Section 5 — Gaps and risks
List each gap that materially affects the determination. For each, complete the fields below. Order by severity then by feasibility.
Gap G01
- Dimension: [from section 3]
- Description: [one paragraph]
- Consequence if unremediated: [named — regulatory, financial, operational, reputational, individual-harm]
- Remediation needed: [specific action]
- Cost / timeline: [rough order-of-magnitude cost and target date]
- Owner: [named role]
- Evidence references: [E__]
Gap G02
[…]
Gap G03
[…]
Section 6 — Remediation plan
The committed plan to close the gaps above. Each package has a named owner, a target date, and the dimensions it closes.
| Package | Covers | Owner | Target | Dependencies | Status |
|---|---|---|---|---|---|
| R01 — [name] | G01, G04 | [role] | YYYY-MM-DD | [upstream work] | Not started / In progress / Done |
| R02 — [name] | G02 | ||||
| R03 — [name] | G03, G05 |
Permanent constraints: [Gaps that cannot be remediated within the use-case timeline or budget. Each surfaced explicitly with its implication for the determination.]
Section 7 — Signoff
Each party signs to acknowledge they have reviewed the scorecard within their area of responsibility, not to confirm that every score is correct. A signoff carries a basis statement.
| Role | Name | Basis | Signature | Date |
|---|---|---|---|---|
| Readiness practitioner (author) | Overall scorecard quality and completeness | |||
| Data steward | Data governance, lineage, and contract coverage | |||
| Data engineer | Schema, SLA, and pipeline fitness | |||
| ML engineer | Fitness for the modeling approach | |||
| Product owner | Use-case scope and risk-tier assignment | |||
| Governance lead | Risk review and compliance sign-off | |||
| DPO / Privacy lead (where applicable) | Privacy and minimization posture | |||
| Legal (where applicable — third-party data, high-risk use cases) | Contractual and regulatory posture |
Refresh cadence
- Quarterly refresh for low-risk use cases
- Monthly refresh for medium-risk use cases
- Monthly refresh, plus triggered refresh after any severity-1 or severity-2 incident, for high-risk use cases
- Triggered refresh after regulatory-perimeter change, material data change, model retraining that changes deployment context, or supplier change
The refreshed scorecard carries an incremented version number. Prior versions are preserved. The trajectory across versions is itself an input to the next refresh.
Retention
Scorecards are retained for the longer of: the lifetime of the AI system plus 10 years, or the retention period required by applicable law, or the retention period specified by the organization’s evidence-management policy. Retention location is named in the governance artifact catalog.

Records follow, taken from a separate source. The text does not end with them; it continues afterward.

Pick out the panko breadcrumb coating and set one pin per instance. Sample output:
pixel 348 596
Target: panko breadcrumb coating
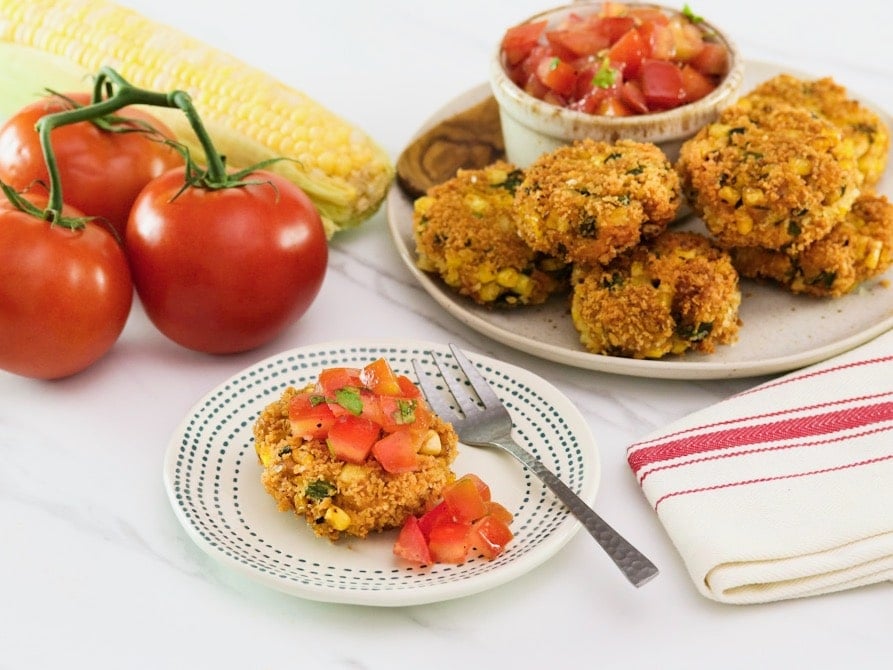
pixel 863 128
pixel 465 232
pixel 678 293
pixel 303 476
pixel 589 201
pixel 857 249
pixel 771 176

Notes for first-time users
- Do not start with the executive summary. Write it last, after sections 2 through 7 are complete.
- Do not skip a dimension that seems not to apply — mark it explicitly as “Not applicable — [reason]”.
- Where evidence is thin, say so in the gaps section. Silence about evidence is worse than a candid finding.
- Length target for a first-cycle scorecard: 15-25 pages. Refresh scorecards are shorter (5-10 pages) because they build on the first cycle’s baseline.